難聴亭日乗

つれづれなるままに その日ぐらし

傷と運命

誰かの良いところを見つけるのに悦びを感じる。それは、つまるところ自己評価がめちゃくちゃ低いからかもしれない。

あの人にもこの人にもこんな良いところがある。だからきっと自分にも、って感じで、縋る思いで探しているっぽい。

 

別に自分のことは嫌いではなく、むしろ好きなんだけど、ほんとに何の能もないしダメダメだなあと思っている。でもまあやっぱ自分のことは好きなので、きっとそんな私にも何か良いところがあるはずだ、と信じたいんでしょうね。

 

みたいな話を人にするのは苦手だ。自分の仄暗い部分が噴出して、聞いている人までも覆ってしまいそうで。でも、溜まったものはいつか噴き出す。その場に居合わせてしまった人たちには申し訳ないが、そういうときもある。

 

國分功一郎『暇と退屈の倫理学』の付録「傷と運命」にこういうことが書いてあった。

人間は生き延びていく中で、記憶し続ける。つまり傷を負い続ける。だが、その中には、自分だけでは意味を付与できない、つまり消化できない記憶がある。記憶が一人ではうまく消化しきれない理由はさまざまに考えられる。それはその経験が一回性であるからかもしれないし、また、理解者がいないからかもしれない。もし、その記憶の消化を手助けしてくれる者が目の前に現れたなら、人はその人と一緒にいたいと願うのではないだろうか。

他者を介して発見される反復構造により「慣れ」を獲得して、一人ではどうにもできない記憶(傷)を消化していく。

なんとなく前からこういうことは考えていたけれど、言語化に至っていなかった。哲学者ってすごい。

 

ほとんどの人は、自分一人では消化できない記憶を抱え、その作業を手伝ってくれる人を求めている。ならば、人間は、その本性ではなく、その運命に基づいて、他者を求めることになろう。

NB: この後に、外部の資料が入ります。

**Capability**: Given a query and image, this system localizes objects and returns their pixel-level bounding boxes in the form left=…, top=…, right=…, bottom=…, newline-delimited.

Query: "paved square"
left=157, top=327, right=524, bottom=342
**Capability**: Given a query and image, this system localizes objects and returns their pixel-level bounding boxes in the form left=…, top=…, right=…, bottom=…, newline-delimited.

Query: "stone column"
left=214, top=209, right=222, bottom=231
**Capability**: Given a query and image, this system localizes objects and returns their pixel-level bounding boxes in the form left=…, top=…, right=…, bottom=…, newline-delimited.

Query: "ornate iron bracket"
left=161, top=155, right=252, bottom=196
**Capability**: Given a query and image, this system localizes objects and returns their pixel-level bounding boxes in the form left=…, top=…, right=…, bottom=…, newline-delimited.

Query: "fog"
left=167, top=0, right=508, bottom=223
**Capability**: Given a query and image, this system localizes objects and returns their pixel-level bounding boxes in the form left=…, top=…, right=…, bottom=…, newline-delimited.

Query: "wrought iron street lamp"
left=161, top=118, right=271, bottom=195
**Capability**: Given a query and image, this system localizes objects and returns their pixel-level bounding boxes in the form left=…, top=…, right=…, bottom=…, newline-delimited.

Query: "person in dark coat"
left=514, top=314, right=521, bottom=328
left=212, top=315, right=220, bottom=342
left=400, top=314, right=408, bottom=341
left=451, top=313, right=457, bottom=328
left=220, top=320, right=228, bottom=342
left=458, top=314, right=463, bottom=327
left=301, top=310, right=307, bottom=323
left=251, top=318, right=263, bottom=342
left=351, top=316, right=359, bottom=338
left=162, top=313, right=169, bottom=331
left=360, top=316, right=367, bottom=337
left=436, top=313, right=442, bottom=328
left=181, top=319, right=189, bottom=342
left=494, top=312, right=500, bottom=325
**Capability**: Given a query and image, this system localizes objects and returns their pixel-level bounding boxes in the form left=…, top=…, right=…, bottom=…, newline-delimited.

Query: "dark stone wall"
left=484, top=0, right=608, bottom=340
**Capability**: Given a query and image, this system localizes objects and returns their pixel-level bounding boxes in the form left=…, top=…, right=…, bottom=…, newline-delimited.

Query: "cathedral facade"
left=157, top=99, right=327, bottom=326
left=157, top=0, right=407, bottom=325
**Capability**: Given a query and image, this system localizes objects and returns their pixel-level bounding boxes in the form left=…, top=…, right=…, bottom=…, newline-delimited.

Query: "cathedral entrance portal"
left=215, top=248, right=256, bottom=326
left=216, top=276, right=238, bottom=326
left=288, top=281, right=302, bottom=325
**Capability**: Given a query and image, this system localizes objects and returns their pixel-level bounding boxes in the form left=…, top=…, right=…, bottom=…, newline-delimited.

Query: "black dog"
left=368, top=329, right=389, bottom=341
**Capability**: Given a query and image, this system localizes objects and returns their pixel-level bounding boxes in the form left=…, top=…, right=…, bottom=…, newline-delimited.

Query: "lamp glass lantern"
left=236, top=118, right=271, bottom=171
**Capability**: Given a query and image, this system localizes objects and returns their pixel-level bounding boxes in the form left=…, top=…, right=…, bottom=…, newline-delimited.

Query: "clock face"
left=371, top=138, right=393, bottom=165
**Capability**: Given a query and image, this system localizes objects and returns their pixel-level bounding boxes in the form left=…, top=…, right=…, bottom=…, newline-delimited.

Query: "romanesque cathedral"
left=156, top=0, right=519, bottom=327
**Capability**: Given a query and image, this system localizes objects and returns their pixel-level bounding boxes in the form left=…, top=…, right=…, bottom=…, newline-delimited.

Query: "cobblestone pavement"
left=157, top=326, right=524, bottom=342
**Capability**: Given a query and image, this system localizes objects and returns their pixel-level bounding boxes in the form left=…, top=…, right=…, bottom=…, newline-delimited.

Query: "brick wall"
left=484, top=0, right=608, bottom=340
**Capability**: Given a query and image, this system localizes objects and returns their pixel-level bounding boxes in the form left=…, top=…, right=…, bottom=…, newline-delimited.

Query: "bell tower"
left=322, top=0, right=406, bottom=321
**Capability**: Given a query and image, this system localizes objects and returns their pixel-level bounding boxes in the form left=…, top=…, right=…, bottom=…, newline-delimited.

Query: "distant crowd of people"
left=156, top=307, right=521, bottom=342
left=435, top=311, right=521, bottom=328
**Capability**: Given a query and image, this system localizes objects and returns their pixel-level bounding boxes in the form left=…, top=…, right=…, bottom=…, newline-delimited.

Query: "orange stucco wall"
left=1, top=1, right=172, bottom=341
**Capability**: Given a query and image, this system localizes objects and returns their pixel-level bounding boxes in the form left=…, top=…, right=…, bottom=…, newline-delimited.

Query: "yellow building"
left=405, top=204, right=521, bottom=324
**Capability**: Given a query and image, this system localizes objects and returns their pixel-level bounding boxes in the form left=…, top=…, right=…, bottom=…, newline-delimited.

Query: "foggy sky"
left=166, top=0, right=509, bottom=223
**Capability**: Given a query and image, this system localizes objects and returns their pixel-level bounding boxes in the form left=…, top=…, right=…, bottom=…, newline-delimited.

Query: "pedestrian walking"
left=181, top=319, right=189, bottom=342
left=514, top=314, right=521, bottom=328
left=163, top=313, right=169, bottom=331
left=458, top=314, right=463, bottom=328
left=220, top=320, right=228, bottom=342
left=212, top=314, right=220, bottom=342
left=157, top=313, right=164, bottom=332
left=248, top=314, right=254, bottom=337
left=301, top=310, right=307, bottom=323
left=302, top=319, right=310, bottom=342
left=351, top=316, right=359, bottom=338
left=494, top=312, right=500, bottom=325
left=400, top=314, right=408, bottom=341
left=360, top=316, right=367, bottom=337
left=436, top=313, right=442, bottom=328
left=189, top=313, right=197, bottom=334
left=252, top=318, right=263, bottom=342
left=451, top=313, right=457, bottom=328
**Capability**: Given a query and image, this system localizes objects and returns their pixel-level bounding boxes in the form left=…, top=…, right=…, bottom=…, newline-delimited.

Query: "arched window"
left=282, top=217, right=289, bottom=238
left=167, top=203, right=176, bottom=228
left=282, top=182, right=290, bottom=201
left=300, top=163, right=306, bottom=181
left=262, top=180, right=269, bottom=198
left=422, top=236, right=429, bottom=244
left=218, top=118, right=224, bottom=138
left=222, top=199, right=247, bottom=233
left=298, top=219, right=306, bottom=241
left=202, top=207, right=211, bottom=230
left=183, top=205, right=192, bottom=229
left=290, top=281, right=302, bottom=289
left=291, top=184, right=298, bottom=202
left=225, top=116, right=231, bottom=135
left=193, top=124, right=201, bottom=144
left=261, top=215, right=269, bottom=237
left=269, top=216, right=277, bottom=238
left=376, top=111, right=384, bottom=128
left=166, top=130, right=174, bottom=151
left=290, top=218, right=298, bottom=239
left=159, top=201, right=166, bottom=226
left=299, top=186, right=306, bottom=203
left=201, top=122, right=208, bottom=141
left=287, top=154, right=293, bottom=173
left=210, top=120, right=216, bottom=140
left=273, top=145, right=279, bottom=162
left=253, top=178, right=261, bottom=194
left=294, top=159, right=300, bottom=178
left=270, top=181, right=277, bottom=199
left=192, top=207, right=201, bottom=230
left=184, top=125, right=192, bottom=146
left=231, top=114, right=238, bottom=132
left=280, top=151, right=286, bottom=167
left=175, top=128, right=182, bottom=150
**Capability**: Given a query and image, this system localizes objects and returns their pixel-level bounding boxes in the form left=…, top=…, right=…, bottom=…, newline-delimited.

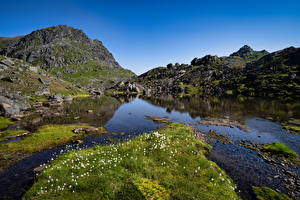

「運命」なんて言葉は、ともすれば、それが組み込まれた文を陳腐化させてしまう危険性を孕む言葉だけれど、ここで使われる「運命」は、読む人の心をがっしりと摑む。

われわれはどうしようもなく他者を求めるし、それが人間の本性ではない何かに拠るのではないかと薄々感づいていたから。

 

傷を負うことが人間普遍の避けられぬ運命ならば、私たちは今日もまた他者と関わる。二日酔い気味だとしても。